Son kitap birkaç gün önce çıktı:
“Zindandan Gelen Mektuplar. Cehennemi Yaşadım.” (Doğan Kitap.)
Şu veya bu biçimde tutsak edilip PKK'nın yerin birkaç kat
derinliğindeki mağaralarında, insanlık dışı koşullarda yaşamak
zorunda bırakılan askerlerimiz, polislerimiz ve kaymakam adayları
tarafından ailelerine yeraltı mağaralarından yazılan mektuplar,
oralarda yaşanan işkenceler, vahşet tabloları…
Saygı bütün belgeleri devlet arşivlerinden çıkarıp güzelce derlemişti.
Bana da yine bu güzel kitabın önsözünü yazmak kaldı.
İşte o önsöz:
“Türkiye, 1980'li yıllardan bu yana PKK belasıyla mücadele edip duruyor.
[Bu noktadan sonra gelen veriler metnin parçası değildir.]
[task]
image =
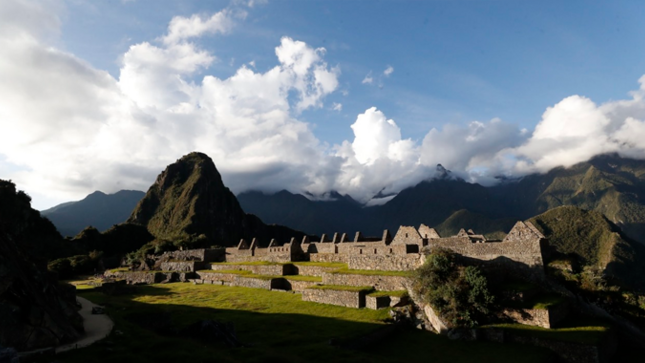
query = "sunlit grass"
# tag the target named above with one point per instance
(274, 326)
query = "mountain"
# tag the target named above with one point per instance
(35, 311)
(98, 209)
(189, 202)
(609, 184)
(589, 240)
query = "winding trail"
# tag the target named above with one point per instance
(97, 327)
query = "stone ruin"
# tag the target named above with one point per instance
(332, 261)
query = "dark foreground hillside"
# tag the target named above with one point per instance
(35, 311)
(98, 210)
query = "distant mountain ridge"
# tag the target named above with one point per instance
(609, 184)
(189, 202)
(98, 209)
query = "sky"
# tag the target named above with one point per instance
(360, 97)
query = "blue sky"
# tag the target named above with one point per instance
(454, 61)
(483, 87)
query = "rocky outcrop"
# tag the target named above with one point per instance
(35, 311)
(189, 201)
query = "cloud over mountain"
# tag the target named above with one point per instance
(69, 128)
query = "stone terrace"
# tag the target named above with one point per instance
(359, 272)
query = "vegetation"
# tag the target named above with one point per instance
(576, 330)
(302, 278)
(459, 294)
(68, 267)
(590, 252)
(493, 229)
(339, 265)
(273, 326)
(250, 263)
(373, 272)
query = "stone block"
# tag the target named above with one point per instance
(377, 302)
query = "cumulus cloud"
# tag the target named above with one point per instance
(69, 129)
(182, 28)
(368, 79)
(73, 129)
(576, 129)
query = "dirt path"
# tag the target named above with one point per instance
(97, 327)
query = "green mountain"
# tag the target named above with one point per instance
(98, 209)
(592, 242)
(609, 184)
(189, 202)
(35, 311)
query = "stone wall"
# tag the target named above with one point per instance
(206, 255)
(297, 285)
(277, 269)
(545, 318)
(437, 324)
(239, 280)
(350, 299)
(141, 277)
(216, 276)
(377, 302)
(327, 257)
(266, 284)
(381, 283)
(305, 270)
(183, 266)
(386, 262)
(407, 235)
(324, 247)
(567, 352)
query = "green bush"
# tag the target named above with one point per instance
(459, 294)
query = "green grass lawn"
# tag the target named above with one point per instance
(251, 263)
(274, 326)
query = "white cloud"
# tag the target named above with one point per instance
(90, 131)
(368, 79)
(70, 129)
(182, 28)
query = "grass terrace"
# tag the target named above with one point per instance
(250, 274)
(584, 334)
(234, 272)
(543, 302)
(251, 263)
(273, 326)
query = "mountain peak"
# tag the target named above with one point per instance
(189, 199)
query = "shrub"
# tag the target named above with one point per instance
(459, 294)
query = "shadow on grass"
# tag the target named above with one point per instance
(273, 326)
Kökü dışarıda olan bir bela…
Hem Türkiye'nin başına bela oldu, hem de kendi başlarını yaktılar.
Sayısı pek bilinmiyor ama yıllar içerisinde her yaştan, her kesimden binlerce insanımızı yitirdik.
Bu mücadelenin parasal maliyeti de bizim açımızdan çok önemli.
PKK terörüyle mücadele ederken yüz milyarlarca dolar para harcadık.
Kalkınmamıza gitmesi gereken kaynakların önemli bir bölümünü bu terör olayları ve düzenlenen operasyonlar nedeniyle feda etmek zorunda kaldık.
İnanılmaz bir rakamdır ve sanırım terörle mücadele açısından dünyada bir eşi ve benzeri daha yoktur!
Çok değerli çalışma arkadaşım Saygı Öztürk bu PKK olayında verilen mücadeleyi de gerek yazı ve haberlerinde, gerekse kitaplarında çeşitli boyutlarıyla irdelemeyi sürdürüyor.
Bu konuda yazdığı son kitap şimdi elinizde…
Okudukça hemen hiçbirimizin bilmediği, ya da unutmuş olduğu inanılmaz bir olaya bir kez daha tanıklık etmiş olacaksınız.